Solved – Train / Validate / Test sets in Caret

caretcross-validationglmnetmachine learningr

I want to use caret to compare two different classification algorithms. For example SVM and Elastic net.

I want to put aside some samples for test set and then use the rest of the samples for training the model, which involves tuning some parameters (like alpha and lambda for elastic net) for which I use cross validation as well. But once I fixed the model, I want to calculate it's performance on the test set (that was not used for parameter tuning).

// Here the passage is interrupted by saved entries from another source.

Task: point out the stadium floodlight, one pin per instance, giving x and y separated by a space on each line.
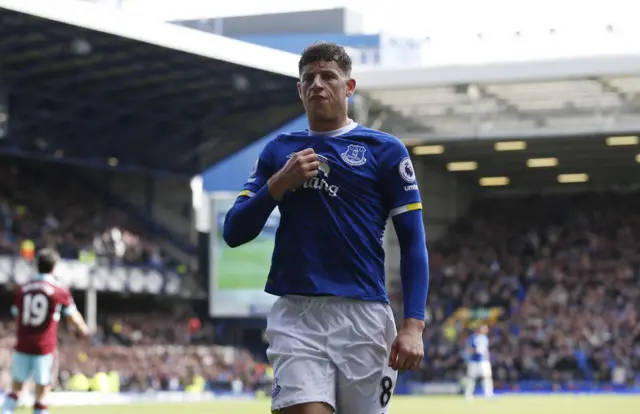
494 181
542 162
462 166
428 150
626 140
573 178
510 146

I want to do 10 fold cross validation to calculate performance of each method (SVM vs Enet). Note that this cross validation should be in an outer loop than the cross validation used for parameter tuning for each method.

I was wondering if I can use Caret to do that.

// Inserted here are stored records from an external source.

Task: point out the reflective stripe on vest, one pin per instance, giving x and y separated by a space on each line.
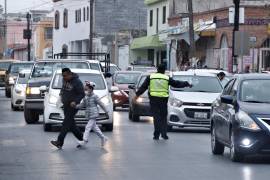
159 85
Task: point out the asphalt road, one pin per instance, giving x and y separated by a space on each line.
131 154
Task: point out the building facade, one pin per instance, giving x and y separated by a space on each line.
72 23
42 38
152 49
214 29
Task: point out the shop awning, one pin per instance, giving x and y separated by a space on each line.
147 42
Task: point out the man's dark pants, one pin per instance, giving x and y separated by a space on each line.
69 125
159 108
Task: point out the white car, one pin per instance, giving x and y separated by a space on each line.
18 90
190 107
113 67
53 113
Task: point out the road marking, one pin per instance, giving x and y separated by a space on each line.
13 143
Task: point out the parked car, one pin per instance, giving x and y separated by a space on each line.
122 79
53 114
41 75
113 67
190 107
141 68
12 73
18 90
240 118
141 106
4 65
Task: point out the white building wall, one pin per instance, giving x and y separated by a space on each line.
152 30
74 31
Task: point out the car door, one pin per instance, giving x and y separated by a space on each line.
221 117
230 112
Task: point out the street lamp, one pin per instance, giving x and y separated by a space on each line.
236 28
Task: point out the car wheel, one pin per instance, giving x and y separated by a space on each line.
169 128
47 127
7 93
135 118
217 147
30 116
14 108
234 154
130 114
109 127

In the pseudo code given by Caret (http://caret.r-forge.r-project.org/training.html) the first loop (line 2) is for each parameter set, and the next loop (line 3) is for each resampling iteration. Is it possible to add another outer loop such as (Line 0: for each resampling iteration) to this schema ?

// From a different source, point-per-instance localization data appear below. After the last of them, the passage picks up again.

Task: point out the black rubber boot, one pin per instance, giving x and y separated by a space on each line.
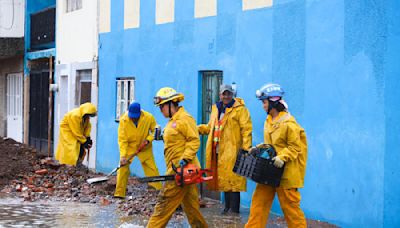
227 199
235 202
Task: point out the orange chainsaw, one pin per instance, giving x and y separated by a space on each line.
189 174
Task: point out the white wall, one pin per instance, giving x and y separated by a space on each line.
77 49
76 33
12 14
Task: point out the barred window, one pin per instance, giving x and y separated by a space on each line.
73 5
125 95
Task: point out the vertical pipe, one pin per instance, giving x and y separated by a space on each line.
49 128
26 108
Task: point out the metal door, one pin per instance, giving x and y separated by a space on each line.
38 111
210 83
14 106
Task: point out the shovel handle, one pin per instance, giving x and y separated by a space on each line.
137 151
87 157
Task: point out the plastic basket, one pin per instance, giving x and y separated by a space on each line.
258 169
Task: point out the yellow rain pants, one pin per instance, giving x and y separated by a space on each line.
73 132
261 203
181 141
290 143
130 137
171 196
149 168
236 130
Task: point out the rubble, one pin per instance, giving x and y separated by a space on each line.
40 178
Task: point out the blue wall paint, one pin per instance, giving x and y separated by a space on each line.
336 60
392 114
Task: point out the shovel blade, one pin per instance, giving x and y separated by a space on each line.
97 179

EDIT: @topepo: yes we have a limited data, so we want to have multiple test sets. Use 90% data for training (including parameter tuning) and then calculate the performance on the 10% remaining data. then repeat this 10 times with different partitionings of the data.

Best Answer

Give this a try (modify the details as needed)

library(caret)

library(mlbench)
data(Sonar)

set.seed(1)
splits <- createFolds(Sonar$Class, returnTrain = TRUE)
    results <- lapply(splits, 
                      function(x, dat) {
                        holdout <- (1:nrow(dat))[-unique(x)]
                        data.frame(index = holdout, 
                                   obs = dat$Class[holdout])
                  },
                  dat = Sonar)
mods <- vector(mode = "list", length = length(splits))

## foreach or lapply would do this faster
for(i in seq(along = splits)) {
  in_train <- unique(splits[[i]])
  set.seed(2)
  mod <- train(Class ~ ., data = Sonar[in_train, ],
               method = "svmRadial",
               preProc = c("center", "scale"),
               tuneLength = 8)
  results[[i]]$pred <- predict(mod, Sonar[-in_train, ])
  mods[[i]] <- mod
}

lapply(results, defaultSummary)